In this presentation the absorption (transient absorption) and emission (steady state and time-resolved fluorescence) spectroscopy were used to study, investigate and characterize the mechanisms of fluorescence quenching and obtaining new sensors for detecting toxic environments: heavy metals from water. For these purpose new compounds, lanthanide complexes were obtained by condensation between the siloxane diamine and dialdehyde, and were synthesized to have a high quantum yield, stability and selective sensibility.

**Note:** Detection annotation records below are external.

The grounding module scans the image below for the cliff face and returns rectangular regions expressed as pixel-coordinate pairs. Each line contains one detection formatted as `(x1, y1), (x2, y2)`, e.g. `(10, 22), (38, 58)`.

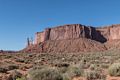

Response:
(36, 24), (106, 44)
(96, 25), (120, 41)
(23, 24), (120, 52)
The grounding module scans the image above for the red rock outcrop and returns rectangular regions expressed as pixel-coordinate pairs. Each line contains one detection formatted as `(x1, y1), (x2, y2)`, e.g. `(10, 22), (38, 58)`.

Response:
(35, 24), (106, 44)
(23, 24), (120, 52)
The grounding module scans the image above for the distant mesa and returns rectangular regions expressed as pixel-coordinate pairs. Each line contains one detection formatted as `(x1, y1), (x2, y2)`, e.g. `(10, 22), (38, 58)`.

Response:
(23, 24), (120, 52)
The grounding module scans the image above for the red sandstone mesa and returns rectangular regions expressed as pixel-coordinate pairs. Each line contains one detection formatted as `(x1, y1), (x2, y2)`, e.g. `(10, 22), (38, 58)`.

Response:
(24, 24), (120, 52)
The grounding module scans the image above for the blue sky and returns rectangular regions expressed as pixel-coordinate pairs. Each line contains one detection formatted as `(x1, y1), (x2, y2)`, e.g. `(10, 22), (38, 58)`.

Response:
(0, 0), (120, 50)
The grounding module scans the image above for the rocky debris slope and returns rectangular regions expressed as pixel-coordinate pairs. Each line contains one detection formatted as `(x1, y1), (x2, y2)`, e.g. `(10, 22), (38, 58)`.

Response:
(24, 38), (107, 53)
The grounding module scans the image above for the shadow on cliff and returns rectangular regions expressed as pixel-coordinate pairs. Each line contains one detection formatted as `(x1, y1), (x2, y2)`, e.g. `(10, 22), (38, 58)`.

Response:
(91, 27), (107, 43)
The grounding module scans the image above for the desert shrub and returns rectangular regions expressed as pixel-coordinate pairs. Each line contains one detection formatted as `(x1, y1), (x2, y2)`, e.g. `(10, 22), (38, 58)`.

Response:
(101, 63), (110, 69)
(7, 64), (19, 70)
(16, 77), (27, 80)
(16, 59), (25, 63)
(85, 70), (106, 80)
(68, 64), (84, 77)
(108, 63), (120, 76)
(85, 64), (106, 80)
(0, 67), (7, 73)
(11, 70), (23, 80)
(28, 68), (63, 80)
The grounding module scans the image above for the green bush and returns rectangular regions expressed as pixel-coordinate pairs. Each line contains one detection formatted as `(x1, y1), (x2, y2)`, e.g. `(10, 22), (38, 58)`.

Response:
(28, 68), (63, 80)
(0, 67), (7, 73)
(68, 65), (84, 77)
(108, 63), (120, 76)
(85, 70), (106, 80)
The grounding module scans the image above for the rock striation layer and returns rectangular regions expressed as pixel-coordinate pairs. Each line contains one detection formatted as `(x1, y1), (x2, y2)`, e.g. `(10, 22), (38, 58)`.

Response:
(23, 24), (120, 52)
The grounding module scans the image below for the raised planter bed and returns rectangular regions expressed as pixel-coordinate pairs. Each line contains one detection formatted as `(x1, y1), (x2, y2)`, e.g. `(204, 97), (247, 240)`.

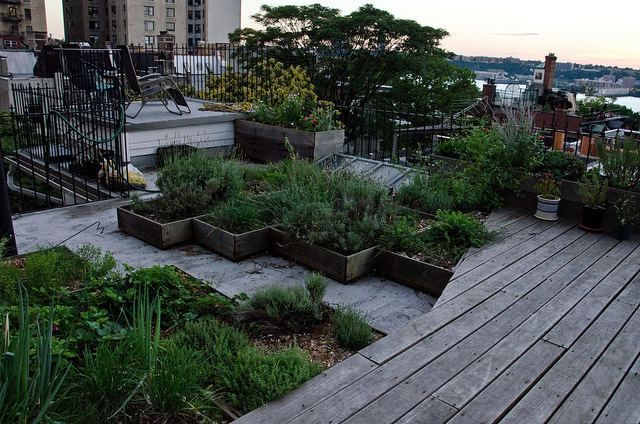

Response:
(234, 119), (344, 162)
(193, 218), (270, 261)
(270, 228), (377, 284)
(118, 206), (193, 249)
(375, 249), (453, 296)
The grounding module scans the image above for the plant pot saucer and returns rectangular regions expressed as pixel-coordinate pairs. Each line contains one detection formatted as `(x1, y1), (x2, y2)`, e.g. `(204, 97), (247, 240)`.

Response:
(578, 224), (604, 233)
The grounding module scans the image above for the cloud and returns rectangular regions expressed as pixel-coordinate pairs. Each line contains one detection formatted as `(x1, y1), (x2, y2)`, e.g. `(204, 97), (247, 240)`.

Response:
(493, 32), (540, 37)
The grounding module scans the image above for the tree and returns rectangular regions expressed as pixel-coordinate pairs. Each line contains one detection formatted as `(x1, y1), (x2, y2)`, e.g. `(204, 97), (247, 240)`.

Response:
(380, 57), (481, 113)
(230, 4), (452, 106)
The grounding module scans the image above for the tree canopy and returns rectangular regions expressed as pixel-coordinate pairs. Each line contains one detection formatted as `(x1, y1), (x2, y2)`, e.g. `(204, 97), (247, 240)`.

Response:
(230, 4), (458, 106)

The fluorescence quenching of these metal complexes by different metal ions such: Ni2+, Cu2+, Co2+, Zn2+, Fe3+, Mn2+, Ca2+, Pb2+, Cd2+, Sr2+, Mg2+, were studied in solution/film at different variation in time, to demonstrate that these samples have a good stability and can be used as fluorescence sensors for the selective detection of metal ions.
For fundamental study, theory of dynamic quenching, theory of static quenching and combined dynamic and static quenching were used, and constants of the process, the lifetime in excited state, the quantum yield were estimated and depend on the substitution of metal ions.